Comparing the LD-PCR with Ig-based RQ-PCR, in most of the cases a similar sensitivity was achieved. However, in one case of B-ALL and in two cases of BL, a sensitivity of 10−5 was reached with the Ig-based assay, thus detecting the presence of MRD at the end of therapy in the B-ALL and BM involvement at diagnosis in the two BLs, despite their negativity by LD-PCR.

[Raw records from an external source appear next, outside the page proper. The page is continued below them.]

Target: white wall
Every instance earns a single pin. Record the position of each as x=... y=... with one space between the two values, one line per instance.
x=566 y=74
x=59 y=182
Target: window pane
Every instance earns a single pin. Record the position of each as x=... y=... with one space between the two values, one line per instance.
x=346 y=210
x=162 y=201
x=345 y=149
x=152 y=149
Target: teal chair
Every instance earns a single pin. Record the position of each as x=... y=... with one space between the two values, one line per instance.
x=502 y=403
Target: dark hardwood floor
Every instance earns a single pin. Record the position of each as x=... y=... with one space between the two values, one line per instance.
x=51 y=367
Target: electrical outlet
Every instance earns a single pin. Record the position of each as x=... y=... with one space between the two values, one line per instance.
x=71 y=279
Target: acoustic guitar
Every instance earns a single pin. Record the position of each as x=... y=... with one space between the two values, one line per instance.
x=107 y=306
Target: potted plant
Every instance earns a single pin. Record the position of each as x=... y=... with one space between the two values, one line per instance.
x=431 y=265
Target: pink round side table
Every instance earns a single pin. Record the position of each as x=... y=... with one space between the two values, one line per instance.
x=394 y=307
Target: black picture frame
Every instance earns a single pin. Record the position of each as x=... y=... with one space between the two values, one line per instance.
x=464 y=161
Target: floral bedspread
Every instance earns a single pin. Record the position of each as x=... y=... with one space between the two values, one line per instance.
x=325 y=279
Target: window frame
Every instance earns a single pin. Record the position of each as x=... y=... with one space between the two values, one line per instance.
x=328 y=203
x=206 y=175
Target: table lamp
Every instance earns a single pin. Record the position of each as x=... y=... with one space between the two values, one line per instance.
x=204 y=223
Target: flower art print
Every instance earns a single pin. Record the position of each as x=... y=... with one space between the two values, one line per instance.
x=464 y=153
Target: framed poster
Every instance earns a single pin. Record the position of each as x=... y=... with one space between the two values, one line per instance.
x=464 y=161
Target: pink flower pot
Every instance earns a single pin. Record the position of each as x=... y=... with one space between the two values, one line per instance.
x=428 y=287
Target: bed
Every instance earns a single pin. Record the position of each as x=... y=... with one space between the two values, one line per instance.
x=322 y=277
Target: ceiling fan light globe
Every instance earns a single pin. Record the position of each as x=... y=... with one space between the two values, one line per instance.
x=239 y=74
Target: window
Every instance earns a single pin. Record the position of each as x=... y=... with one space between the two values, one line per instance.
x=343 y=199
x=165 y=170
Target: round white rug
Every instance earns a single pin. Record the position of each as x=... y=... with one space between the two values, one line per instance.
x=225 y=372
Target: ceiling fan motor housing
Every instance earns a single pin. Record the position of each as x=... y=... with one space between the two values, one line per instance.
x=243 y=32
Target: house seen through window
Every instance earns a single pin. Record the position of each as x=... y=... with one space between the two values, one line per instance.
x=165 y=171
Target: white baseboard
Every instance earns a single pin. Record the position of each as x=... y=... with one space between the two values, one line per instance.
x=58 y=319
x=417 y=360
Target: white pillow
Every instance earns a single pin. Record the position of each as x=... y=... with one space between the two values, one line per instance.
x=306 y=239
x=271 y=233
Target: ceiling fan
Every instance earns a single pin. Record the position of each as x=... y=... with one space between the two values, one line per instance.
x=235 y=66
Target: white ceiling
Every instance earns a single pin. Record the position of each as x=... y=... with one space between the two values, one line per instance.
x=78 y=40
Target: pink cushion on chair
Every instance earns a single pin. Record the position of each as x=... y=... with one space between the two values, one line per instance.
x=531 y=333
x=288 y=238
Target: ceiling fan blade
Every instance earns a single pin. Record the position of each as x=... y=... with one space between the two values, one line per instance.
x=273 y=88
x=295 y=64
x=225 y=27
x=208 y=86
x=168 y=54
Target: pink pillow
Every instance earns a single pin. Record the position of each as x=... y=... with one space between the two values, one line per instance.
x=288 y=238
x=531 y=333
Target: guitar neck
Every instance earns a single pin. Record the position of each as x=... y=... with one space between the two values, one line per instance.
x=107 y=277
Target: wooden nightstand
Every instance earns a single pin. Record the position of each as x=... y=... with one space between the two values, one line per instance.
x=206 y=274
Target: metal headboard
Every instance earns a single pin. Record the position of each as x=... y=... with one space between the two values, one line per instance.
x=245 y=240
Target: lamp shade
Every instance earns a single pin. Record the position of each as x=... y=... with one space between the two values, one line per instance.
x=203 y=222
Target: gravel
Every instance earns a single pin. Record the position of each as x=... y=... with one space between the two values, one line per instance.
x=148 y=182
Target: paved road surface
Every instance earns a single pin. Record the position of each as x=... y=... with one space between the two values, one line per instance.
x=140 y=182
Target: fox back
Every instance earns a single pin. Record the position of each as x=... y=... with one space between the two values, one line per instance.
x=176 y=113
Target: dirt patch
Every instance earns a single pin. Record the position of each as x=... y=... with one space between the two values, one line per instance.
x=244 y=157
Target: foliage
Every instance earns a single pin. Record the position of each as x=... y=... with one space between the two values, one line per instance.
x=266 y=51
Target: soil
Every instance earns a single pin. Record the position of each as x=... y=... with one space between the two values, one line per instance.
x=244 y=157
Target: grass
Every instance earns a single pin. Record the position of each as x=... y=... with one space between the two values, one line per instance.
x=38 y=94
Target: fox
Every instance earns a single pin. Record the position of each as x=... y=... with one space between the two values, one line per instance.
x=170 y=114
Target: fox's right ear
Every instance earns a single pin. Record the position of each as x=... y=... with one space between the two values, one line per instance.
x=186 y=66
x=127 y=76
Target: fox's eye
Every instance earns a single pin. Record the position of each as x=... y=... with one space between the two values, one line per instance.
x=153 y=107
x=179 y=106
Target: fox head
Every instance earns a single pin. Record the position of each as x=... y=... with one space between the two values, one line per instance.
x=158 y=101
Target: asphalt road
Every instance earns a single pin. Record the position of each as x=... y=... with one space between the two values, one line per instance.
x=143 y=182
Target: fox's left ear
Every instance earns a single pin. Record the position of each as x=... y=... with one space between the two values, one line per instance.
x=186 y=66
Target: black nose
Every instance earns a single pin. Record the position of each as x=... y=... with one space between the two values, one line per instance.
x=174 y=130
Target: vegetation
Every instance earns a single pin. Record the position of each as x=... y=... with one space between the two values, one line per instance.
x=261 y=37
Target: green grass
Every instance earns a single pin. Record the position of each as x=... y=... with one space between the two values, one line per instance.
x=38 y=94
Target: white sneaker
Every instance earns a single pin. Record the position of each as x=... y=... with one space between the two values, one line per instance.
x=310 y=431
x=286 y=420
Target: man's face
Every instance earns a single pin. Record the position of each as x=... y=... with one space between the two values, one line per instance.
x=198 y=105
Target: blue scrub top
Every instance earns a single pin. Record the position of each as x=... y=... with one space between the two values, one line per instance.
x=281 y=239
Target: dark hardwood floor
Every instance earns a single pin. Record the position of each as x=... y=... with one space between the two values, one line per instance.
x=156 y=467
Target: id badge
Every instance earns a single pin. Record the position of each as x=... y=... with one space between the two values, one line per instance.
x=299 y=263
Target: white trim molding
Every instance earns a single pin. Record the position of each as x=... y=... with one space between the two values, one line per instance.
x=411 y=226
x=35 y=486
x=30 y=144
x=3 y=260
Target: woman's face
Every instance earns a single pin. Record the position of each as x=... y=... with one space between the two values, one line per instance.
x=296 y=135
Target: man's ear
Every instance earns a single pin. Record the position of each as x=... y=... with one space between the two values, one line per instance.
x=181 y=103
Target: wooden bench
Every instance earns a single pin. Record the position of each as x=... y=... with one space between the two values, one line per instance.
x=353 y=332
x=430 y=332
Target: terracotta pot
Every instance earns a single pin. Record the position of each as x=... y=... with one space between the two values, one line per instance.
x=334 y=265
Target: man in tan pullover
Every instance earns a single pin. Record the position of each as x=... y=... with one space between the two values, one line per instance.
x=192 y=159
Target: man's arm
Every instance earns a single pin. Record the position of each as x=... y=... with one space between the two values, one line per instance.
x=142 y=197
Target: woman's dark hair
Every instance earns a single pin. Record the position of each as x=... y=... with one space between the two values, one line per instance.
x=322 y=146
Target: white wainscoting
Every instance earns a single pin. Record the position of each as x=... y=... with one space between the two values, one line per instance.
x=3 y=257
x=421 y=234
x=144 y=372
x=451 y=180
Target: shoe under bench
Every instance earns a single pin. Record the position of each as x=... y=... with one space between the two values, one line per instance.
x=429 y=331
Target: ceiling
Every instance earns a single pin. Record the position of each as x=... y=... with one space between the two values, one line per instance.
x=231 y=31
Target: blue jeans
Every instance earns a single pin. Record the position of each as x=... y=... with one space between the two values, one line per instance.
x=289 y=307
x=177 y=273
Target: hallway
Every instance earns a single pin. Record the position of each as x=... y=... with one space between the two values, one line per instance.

Our results suggest that Ig-based RQ-PCR assay and LD-PCR for t(8;14) can be successfully used for MRD analysis in mature B-ALL and BL patients. The LD-PCR method is simple, fast and relatively inexpensive, but the t(8;14) translocation can be detected only in about 70% of the cases. In addition, the sensitivity achievable by this method depends, in part, on the PCR product size.5 On the other hand, the Ig rearrangements can be considered as universal targets in B-cell malignancies, covering about 95% of the patients, and the PCR amplification of such targets is highly sensitive and quantitative. However, this method is laborious and costly.23

Given that our results showed the feasibility of the study, we plan to prospectively determine the relative prognostic value of these two molecular approaches for MRD detection in B-ALL and BL.